Scottish courts back minimum alcohol price

Plans to set a minimum price for alcohol in Scotland have today (21 October 2016) been backed by the Scottish courts.

Research conducted by experts from the Sheffield Alcohol Research Group (SARG)1 at the University of Sheffield have been influential in providing evidence to inform policy which now paves the way for the Scottish government to implement the new plan, passed by MSPs in 2012.

The Scottish government, health professionals, police, alcohol charities and some members of the drinks industry believe minimum pricing would help address Scotland’s “unhealthy relationship with drink”.

mainHealth gains

Experts from SARG based at the University’s School of Health and Related Research (ScHARR) estimated that implementing a 50p minimum unit price (MUP) for alcohol in Scotland would have the following effects after one year:

  • 60 fewer deaths due to alcohol
  • 1,300 fewer hospital admissions due to alcohol
  • 3,500 fewer crimes due to alcohol

The health gains will continue to increase over 20 years and researchers estimate that the full effect of the policy would be:

  • 120 fewer deaths due to alcohol each year
  • 2,000 fewer hospital admissions due to alcohol each year

Under a 50p MUP in Scotland, alcohol consumption is estimated to fall by 3.5 per cent overall and by seven per cent among harmful drinkers compared to 1.2 per cent among moderate drinkers.2

For harmful drinkers, this equates to 250 fewer units of alcohol per year – approximately equivalent to 125 pints of beer, 25 bottles of red wine or over six litres of vodka.

The Scottish Court of Session particularly examined whether equivalent benefits to public health could be achieved by increasing alcohol taxes. Analyses by the University’s research group, which were commissioned by the Scottish government, show that:

  • To achieve the same reduction in deaths as would be achieved by a 50p MUP, alcohol duties would need to be increased by an estimated 27 per cent.
  • To achieve the same reduction in deaths among harmful drinkers as would be achieved by a 50p MUP, alcohol duties would need to be increased by an estimated 36 per cent.
  • To achieve the same reduction in deaths among harmful drinkers in poverty (the group at greatest risk from their drinking) as would be achieved by a 50p MUP, alcohol duties would need to be increased by an estimated 70 per cent.

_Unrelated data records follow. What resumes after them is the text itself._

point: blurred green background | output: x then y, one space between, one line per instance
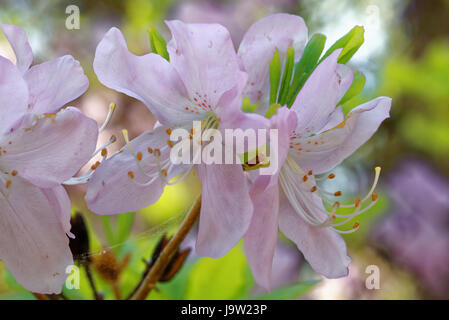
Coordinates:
405 56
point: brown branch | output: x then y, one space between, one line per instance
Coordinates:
159 266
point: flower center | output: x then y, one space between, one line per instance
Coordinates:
300 187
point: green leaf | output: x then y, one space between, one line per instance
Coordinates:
287 76
158 44
224 278
350 43
356 87
289 292
275 76
306 65
247 106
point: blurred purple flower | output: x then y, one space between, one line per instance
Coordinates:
416 233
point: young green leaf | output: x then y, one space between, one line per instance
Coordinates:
350 43
356 87
287 76
275 76
158 44
306 65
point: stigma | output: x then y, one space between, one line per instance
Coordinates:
302 191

Professor Petra Meier, Director of SARG, said: “Our analyses of minimum unit pricing have consistently shown that the policy is an effective and well-targeted approach to reducing the harm caused by alcohol.

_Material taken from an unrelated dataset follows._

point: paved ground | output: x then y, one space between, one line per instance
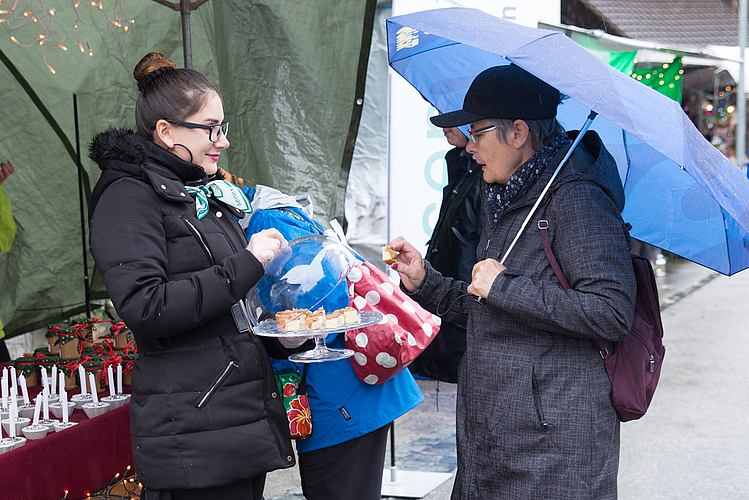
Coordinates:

“Increasing alcohol taxation is also an effective approach but large tax increases would be required to achieve the same effects as a 50p minimum unit price. This is because minimum unit pricing targets the high-strength and low-cost alcohol which is disproportionately purchased by heavier drinkers.”

Under the plans, a price of 50p per unit of alcohol would be set, taking a bottle of spirits to a price of at least £14.

Additional information

1 Estimates of the effects of minimum unit pricing and increases in alcohol taxation are produced using the Sheffield Alcohol Policy Model. Further information can be found at the following links:

A summary of the Sheffield Alcohol Policy Model

The most recent estimates for Scotland of the impact of minimum unit pricing and taxation on health outcomes (PDF)

The most recent estimates for Scotland of the impacts of minimum unit pricing and taxation on alcohol-related crime and workplace related outcomes (PDF)

The most estimated for England of the impact of minimum unit pricing

2 Moderate drinkers are those consuming no more than 21 units per week for men and 14 units per week for women. Harmful drinkers are those consuming more than 50 units per week for men and 35 units per week for women. One unit of alcohol is 7.9g of pure ethanol. There are approximately two units in a normal strength pint of beer, 10 units in a bottle of red wine and 40 units in a litre of vodka.